Forbidden rice is exciting. It’s called forbidden rice because, supposedly, it was so out-of-this-world fabulous that it was reserved for the emperor. You could call it black rice, because that’s what it is, but that’s boring. Forbidden rice is a much more fitting name. While “beautiful, lovely, delicious black rice” fits, that doesn’t slip off the tongue as easily. Still, forbidden rice is all those thing. It has a slight nuttiness to its flavor, subtle but adding just a little more to the plate. Paired with roasted cauliflower and miso salmon? Oh, yeah, that’s the good stuff.

Let’s talk about the salmon. We eat salmon three times a month around here, because we all really enjoy it. Even Miss H, though she prefers her on a sandwich. I cook it a couple different ways, but I don’t often do it with a glaze. But this salmon with miso glaze recipe is one I’ve done a couple times, and it’s nice when we want a little variety with our salmon. It also helps to use up miso, which you buy in a one-pound container but you only use a tablespoon or two of it at a time. It lasts a while in the fridge, but not indefinitely, so you can get a lot of use out it. And it’s nice to have several different recipes to try out so you’re not eating the same thing over and over again. (I have plans for the rest of this container. Oh, yes, I do.)

There is no way to talk about miso that makes it sound appetizing to someone who has never tried it before. “Fermented soybean paste” isn’t going to turn anybody on. And once you have tried miso, it’s not that easy to describe it to somebody who has no idea what you’re talking about. Salty? Yeah, it’s salty, but that’s not all it is. There’s really nothing else like it, and it’s not a flavor that everybody enjoys. If you do try it, take it a little at a time. It’s a big flavor, you don’t need much.
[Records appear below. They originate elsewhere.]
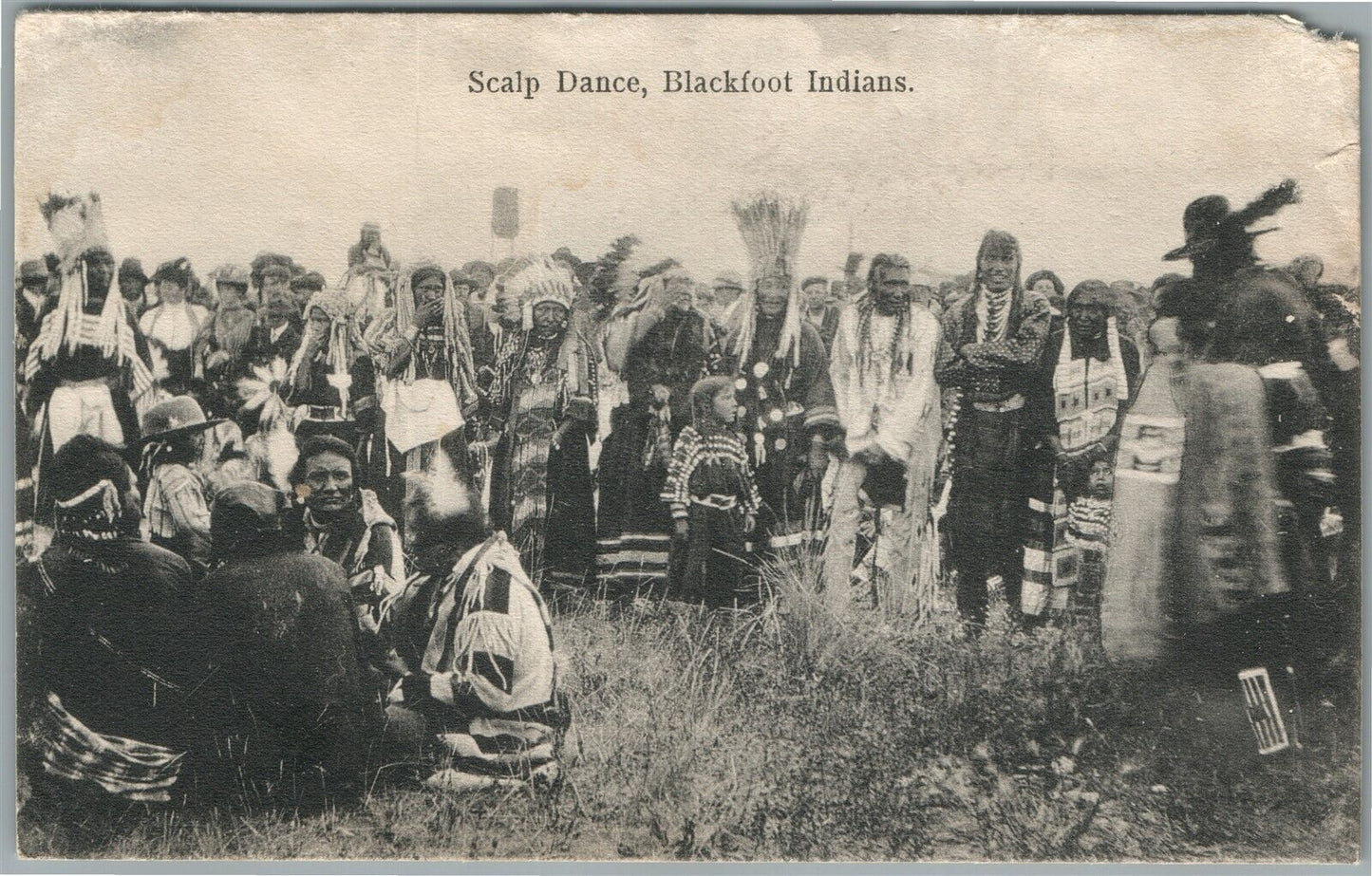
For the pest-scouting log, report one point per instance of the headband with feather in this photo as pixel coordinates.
(771, 228)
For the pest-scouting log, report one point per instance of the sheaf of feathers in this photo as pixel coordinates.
(1276, 197)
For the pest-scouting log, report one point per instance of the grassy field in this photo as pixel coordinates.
(800, 736)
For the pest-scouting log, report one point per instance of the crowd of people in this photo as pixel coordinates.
(273, 525)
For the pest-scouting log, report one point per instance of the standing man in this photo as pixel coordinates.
(780, 370)
(882, 369)
(271, 273)
(991, 350)
(30, 305)
(133, 289)
(729, 287)
(820, 308)
(1090, 372)
(660, 345)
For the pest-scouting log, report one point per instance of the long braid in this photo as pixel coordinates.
(900, 339)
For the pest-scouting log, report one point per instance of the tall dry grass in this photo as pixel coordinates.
(792, 733)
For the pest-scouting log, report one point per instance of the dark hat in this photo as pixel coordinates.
(132, 269)
(246, 514)
(471, 268)
(33, 270)
(1209, 221)
(272, 264)
(173, 417)
(1201, 224)
(176, 270)
(311, 281)
(1092, 292)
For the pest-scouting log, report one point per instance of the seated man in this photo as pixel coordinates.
(478, 641)
(111, 617)
(279, 628)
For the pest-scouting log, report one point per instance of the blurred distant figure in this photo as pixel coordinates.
(367, 252)
(727, 289)
(30, 305)
(178, 503)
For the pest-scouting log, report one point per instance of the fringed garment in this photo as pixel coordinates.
(481, 636)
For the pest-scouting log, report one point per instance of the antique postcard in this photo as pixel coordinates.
(687, 437)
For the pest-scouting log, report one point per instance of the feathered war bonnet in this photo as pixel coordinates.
(542, 281)
(77, 227)
(770, 227)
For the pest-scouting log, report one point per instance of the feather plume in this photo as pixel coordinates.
(1276, 197)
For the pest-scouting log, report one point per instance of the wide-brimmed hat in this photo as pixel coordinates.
(461, 278)
(176, 416)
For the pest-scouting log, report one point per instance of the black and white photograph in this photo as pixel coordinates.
(696, 437)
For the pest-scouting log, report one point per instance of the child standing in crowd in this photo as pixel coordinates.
(1088, 531)
(714, 502)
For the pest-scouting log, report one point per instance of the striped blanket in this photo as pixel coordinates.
(126, 768)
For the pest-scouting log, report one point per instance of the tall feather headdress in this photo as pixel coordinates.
(77, 225)
(771, 228)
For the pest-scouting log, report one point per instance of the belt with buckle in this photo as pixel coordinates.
(1013, 403)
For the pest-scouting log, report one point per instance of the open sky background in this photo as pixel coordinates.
(217, 136)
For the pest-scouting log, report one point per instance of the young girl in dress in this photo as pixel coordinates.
(1088, 531)
(714, 502)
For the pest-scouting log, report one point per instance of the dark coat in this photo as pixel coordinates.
(113, 622)
(279, 628)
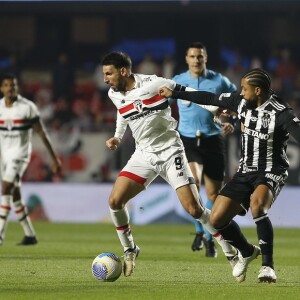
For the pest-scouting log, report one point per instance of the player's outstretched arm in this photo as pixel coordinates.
(224, 100)
(37, 126)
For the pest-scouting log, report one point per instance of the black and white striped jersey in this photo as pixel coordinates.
(265, 129)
Miso-glazed salmon and forbidden rice go really well together, it turns out. The roasted cauliflower really didn’t stand a chance against that combo. It’s a reliable standard in this house, and it’s used to playing back-up to bigger, bolder flavors.

Rating: 4 (will make again). This is already in my recipe book as something I’ve made more than once already. It’s not something we eat once a month, but when I have miso in the fridge, this recipe makes nice work of it.

Also, sorry no pictures, but none of them turned out. My dining area doesn’t have the best lighting for pictures, unfortunately. Eh, I’m a writer, not a photographer.